I am trying to parse a few different MaxQuant output files and the modified sequences extracted from the file are not parsed as ProForma correctly. Here is what I am dealing with. Here is one row from one file:
Raw file Scan number Scan index Sequence Length Missed cleavages Modifications Modified sequence Oxidation (M) Probabilities Oxidation (M) Score Diffs Oxidation (M) Proteins Charge Fragmentation Mass analyzer Type Scan event number
01974c_BA1-TUM_missing_first_1_01_01-3xHCD-1h-R4 18859 16929 ACVINGMQLK 10 0 Oxidation (M) _ACVINGM(ox)QLK_ ACVINGM(1)QLK ACVINGM(101.9)QLK 1 TUM_missing_first_1 2 HCD FTMS MULTI-MSMS 31 0 575.29138 1148.5682 0.17725 1.7827292 24.19 0.00036581 101.9 100.71 101.9 1 1 0.812871 0.009392453 0.1333722 18828 6096732 0.426561 -2 0.06135368 y1;y2;y3;y4;y5;y6;y7;y8;y9;y1-NH3;y6-NH3;y7-NH3;y8-NH3;y8(2+);a2;b2;b3;b4;b5 71809.2;29973.1;24011.2;32854.1;190928.3;556904.4;805166.8;685423.2;105967.8;11586.8;26761.8;29306.5;32482.7;10282.6;114158.7;652840.1;435104.2;53264.8;28631 -0.0004923382;-0.0005195443;-0.003007707;0.0006837579;0.0004915272;-0.0003559902;-0.0005144462;0.0002259294;-0.00348233;0.0003633455;-0.00334429;-0.002593298;-0.006689147;0.003100681;4.57087E-05;-6.530397E-05;-0.0001010637;-0.0003278859;-0.002078173 -3.34666;-1.996731;-7.746661;1.277359;0.8298453;-0.5039816;-0.6278023;0.2459745;-3.228739;2.79312;-4.851494;-3.231865;-7.420119;6.744212;0.2239743;-0.2813915;-0.305196;-0.7381029;-3.722506 147.113296508789;260.197387695313;388.258453369141;535.290161132813;592.311817087127;706.355592051727;819.439814488134;918.507488028666;1078.54184448957;130.085891723633;689.33203125;802.415344238281;901.487854003906;459.75439453125;204.080078125;232.075103759766;331.143553435689;444.227844238281;558.272521972656 19 0.5166685 0.2289157 None Unknown 101.8962;1.189599;0.2601814 ACVINGMQLK;LKDSEGSGTAGK;DAHKSEVAHR _ACVINGM(ox)QLK_;_LKDSEGSGTAGK_;_DAHKSEVAHR_ 66 8 7 7 15 1and now another file:
Raw file Scan number Scan index Sequence Length Missed cleavages Modifications Modified sequence Oxidation (M) Probabilities Phospho (STY) Probabilities Oxidation (M) Score diffs Phospho (STY) Score diffs Acetyl (Protein N-term) Oxidation (M)

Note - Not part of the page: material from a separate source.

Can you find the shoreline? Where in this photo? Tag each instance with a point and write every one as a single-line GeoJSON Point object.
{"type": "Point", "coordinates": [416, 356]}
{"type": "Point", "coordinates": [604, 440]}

OXPAL230121_44 14613 7897 AAAEGEMK 8 0 Oxidation (M) _AAAEGEM(Oxidation (M))K_ AAAEGEM(1)K AAAEGEM(79)K 0 1 0 P0A9B2 gapA Glyceraldehyde-3-phosphate dehydrogenase A 2 HCD FTMS MULTI-MSMS 1 0.0 411.68674 821.35892 0.31799 0.00013091 -0.57361634 25.967 0.0047701 79.116 68.3 79.116 1.0 1 0 0 0 14612 8211736.5 0.0651129635157789 -8 0.0703334808349609 y1;y2;y4;y5;y6;y7;y5-H2O;y6-H2O;y1-NH3;a2;b2;b3 162904.734375;75995.5625;159223.859375;106600.2265625;201834.5625;48688.8359375;47573.99609375;7619.5693359375;65347.02734375;367253.65625;314543.28125;40487.2734375 2.646063904876428E-05;-0.0001748173209534798;0.00041258822591316857;-0.0005543576077116086;-0.00011734497638826724;0.00025578379938906437;-7.163136046983709E-05;-0.0024110601625579875;-6.3900626571467E-05;3.3939142966232794E-05;3.7367395322007724E-05;-3.99617186985779E-06 0.17986635464753814;-0.5943167934958867;0.8591796057282154;-0.9098936188837109;-0.17249205021037203;0.34044188222478894;-0.12115356235845015;-3.6405240676221244;-0.4912171170462424;0.2949010231855326;0.2611616737682475;-0.018663355086892004 147.11277770996094;294.148378216221;480.2118476304741;609.2554076725077;680.2920844476763;751.3288251067005;591.2443602599604;662.2838134765625;130.08631896972656;115.08655548095703;143.0814666748047;214.11862182617188 12 0.303405304480312 0.0923076923076923 Unknown 79.11602402068965;10.816500709941389;10.816500709941389 AAAEGEMK;ALNDMDK;SGDEWTK _AAAEGEM(Oxidation (M))K_;_ALNDM(Oxidation (M))DK_;_SGDEWTK_ 177 495 7 7 133 639So when reading the PSMs with psm_utils, you get the following peptidoforms: Peptidoform('ACVINGM[ox]QLK/2') and Peptidoform('AAAEGEM[Oxidation (M)]K/2'), respectively.
If you then try to calculate masses, neither will give the correct result. The first one will actually resolve ox as carboxymethyl because the last-ditch attempt at resolving in Pyteomics is currently a very permissive Unimod search; while the other will just raise an exception. In both files there is a Modifications column where you have the same form for the modification: Oxidation (M). Looks like if we remove the site, we can use the name and have a much better chance of getting a consistent ProForma. However I'm not sure how many other kinds of MaxQuant tables are out there.